On person inquired about whether there is any danger of the investment exploding when using the fast burnout process we have been discussing.
I have had only one occasion when the investment “exploded,” so to speak, and spread investment all over the inside of the burnout kiln. On that occasion a student had mixed his investment with improper proportions and the flask was filled with blobs of investment instead of a smooth pour with cream-like consistency. I speculate that, but cannot prove, that the lumpy investment left large cavities in the flask that trapped steam during the burnout. The steam probably blew out the investment when sufficient pressure built up. With a normal pour there are no cavities to trap steam so fast burnout usually works fine.
Are there any other experiences out there to add to this scenerio?
A few years ago I was talking on the telephone with the retired Director of Research at Ransom and Randolph. I cannot recall the exact topic of discussion but it had something to do with burnout time. He suggested that I could burn out a flask much faster if I put it into a hot oven rather than ramping the temperature up slowly over a period of hours. I remember remarking that I thought that the sudden thermal shock might cause the investment to crack but I tried his suggestion.
Ever since then I seldom put flasks in a cold oven for burnout and I generally don’t use a computer controller to ramp up the kiln temperature. Instead I pre-heat the oven to 1350 F (about 732 C). I have marked my manual oven control to hold that temperature and while teaching the oven remains at that temperature throughout the week.
“This is crazy!” you say, but let me explain what is going on an why I use this unusual burnout procedure.

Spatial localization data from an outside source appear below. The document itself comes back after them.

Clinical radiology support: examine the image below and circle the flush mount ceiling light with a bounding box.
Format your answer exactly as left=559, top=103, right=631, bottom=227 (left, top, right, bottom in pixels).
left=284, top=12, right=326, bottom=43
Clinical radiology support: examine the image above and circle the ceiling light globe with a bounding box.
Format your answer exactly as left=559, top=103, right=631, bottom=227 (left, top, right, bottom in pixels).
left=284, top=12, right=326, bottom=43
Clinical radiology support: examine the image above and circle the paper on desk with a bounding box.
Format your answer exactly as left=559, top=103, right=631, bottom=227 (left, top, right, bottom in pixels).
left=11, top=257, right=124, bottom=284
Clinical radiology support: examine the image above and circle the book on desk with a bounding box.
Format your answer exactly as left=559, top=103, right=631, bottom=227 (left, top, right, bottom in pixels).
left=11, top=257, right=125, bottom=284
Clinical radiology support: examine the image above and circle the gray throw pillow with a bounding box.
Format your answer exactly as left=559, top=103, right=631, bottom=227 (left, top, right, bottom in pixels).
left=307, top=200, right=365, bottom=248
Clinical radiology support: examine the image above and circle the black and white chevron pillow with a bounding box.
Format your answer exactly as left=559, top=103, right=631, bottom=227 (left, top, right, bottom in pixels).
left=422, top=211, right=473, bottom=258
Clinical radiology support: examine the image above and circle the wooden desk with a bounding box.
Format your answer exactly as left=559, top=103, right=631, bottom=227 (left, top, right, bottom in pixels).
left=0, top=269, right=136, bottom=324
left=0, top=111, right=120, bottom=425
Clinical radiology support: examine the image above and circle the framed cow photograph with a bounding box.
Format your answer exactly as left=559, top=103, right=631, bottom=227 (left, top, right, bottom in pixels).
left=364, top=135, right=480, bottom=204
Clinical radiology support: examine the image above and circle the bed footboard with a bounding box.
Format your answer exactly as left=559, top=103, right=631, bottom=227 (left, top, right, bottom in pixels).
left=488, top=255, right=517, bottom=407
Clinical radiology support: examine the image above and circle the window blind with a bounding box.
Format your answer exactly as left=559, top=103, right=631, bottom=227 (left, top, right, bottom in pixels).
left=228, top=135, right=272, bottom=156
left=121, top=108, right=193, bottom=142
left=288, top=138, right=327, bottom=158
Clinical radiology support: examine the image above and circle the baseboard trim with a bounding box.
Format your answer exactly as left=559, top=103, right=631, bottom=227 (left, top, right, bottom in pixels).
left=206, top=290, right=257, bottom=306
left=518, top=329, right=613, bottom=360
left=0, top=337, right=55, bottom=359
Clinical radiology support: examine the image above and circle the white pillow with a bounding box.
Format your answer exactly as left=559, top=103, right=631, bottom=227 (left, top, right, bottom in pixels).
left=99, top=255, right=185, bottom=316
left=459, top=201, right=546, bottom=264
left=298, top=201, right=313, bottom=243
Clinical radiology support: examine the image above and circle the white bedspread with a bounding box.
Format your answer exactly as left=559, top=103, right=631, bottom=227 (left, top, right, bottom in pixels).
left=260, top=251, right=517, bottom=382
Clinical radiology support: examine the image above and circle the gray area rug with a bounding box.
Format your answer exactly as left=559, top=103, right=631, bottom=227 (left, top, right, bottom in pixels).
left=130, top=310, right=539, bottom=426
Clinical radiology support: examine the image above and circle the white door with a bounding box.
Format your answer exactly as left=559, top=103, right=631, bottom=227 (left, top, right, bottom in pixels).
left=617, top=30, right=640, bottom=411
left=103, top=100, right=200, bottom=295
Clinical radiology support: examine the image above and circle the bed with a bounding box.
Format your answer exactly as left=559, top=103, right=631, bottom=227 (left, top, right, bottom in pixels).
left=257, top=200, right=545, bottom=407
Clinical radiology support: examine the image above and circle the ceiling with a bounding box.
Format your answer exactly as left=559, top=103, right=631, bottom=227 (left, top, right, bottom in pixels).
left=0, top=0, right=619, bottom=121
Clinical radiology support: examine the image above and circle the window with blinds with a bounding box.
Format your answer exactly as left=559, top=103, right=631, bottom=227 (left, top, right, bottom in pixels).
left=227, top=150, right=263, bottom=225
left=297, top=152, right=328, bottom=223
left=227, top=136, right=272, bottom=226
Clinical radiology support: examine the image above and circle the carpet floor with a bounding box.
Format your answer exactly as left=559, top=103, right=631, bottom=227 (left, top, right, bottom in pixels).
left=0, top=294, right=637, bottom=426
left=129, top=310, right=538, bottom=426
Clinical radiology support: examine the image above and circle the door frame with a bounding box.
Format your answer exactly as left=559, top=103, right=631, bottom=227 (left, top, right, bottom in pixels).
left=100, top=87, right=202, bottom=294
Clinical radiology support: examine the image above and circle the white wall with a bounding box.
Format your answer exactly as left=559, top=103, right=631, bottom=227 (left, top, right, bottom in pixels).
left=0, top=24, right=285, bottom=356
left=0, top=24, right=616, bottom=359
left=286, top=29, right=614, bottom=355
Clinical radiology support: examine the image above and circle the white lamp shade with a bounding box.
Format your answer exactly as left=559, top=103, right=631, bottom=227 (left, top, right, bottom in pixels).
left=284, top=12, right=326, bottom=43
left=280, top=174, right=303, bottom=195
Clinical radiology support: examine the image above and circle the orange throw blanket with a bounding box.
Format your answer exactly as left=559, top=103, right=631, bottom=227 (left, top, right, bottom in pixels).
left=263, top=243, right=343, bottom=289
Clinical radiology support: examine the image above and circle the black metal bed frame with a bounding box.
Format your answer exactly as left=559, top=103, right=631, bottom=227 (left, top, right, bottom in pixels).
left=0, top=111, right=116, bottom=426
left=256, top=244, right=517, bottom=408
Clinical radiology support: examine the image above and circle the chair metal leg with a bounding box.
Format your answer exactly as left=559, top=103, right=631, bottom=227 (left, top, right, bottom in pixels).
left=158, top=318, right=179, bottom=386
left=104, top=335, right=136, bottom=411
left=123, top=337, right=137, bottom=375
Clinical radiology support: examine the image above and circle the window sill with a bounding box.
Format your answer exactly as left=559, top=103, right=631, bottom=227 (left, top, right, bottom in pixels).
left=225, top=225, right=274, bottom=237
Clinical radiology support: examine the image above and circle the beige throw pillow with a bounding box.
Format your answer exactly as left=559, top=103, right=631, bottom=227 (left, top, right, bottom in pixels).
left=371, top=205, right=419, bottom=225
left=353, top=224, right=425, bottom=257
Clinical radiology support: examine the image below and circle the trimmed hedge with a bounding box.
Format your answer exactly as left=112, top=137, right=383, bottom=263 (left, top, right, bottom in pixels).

First, I was cautioned to make sure that the flask was not partially dried. That might cause cracking. If the flask had set for several hours or over the weekend it should be immersed in water until the investment is thoroughly moistened. Then if the flask is placed in a hot oven, the moisture in the pores of the investment will turn to steam and escape. As long as water or steam is present, the flask internal temperature cannot rise above 212 F (100 C) the boiling point of water. In the case of small 2 x 2.5 inch flasks the core temperature remains at 212 F (100 C) for about 20 minutes until all of the water is vaporized. At the same time the wax melts and runs out of the sprue and pouring cup. The investment does not crack and I have done this fast burnout many times.
There is another side benefit of having a very hot oven. We don’t get any significant amount of vaporized wax to smell up the shop. Instead the wax turns to carbon and then combines with oxygen in the air to form carbon dioxide (CO2) a colorless, odorless gas. Be sure to leave the oven door cracked to permit air to enter. I still use a vented exhaust hood over the burnout oven, but there is still little odor to the exhausted gasses. I would suggest this completely eliminates the need for a steam dewaxer.
Once all the water leaves the pores in the investment, the flask rapidly rises to the final burnout temperature where I allow it to remain until all the wax is completely eliminated. This is determined by looking at the sprue opening and the pouring cup in the flask. As long as the surface around the opening is gray we know the burnout is incomplete. The gray coating is incompletely vaporized carbon residue. When all wax or carbon residue is gone the burnout is complete. The opening of the flask is chauky white. Total burnout time is as long as it takes to obtain a white flask and is not dependent on any particular time-temperature program. Small flasks will burnout rapidly in an hour or two while large flasks (or an oven full of small flasks) will take longer. The test of how long is the white color of the sprue opening and pouring cup.
Try it. You’ll like it.
Do you believe me? Any discussion out there?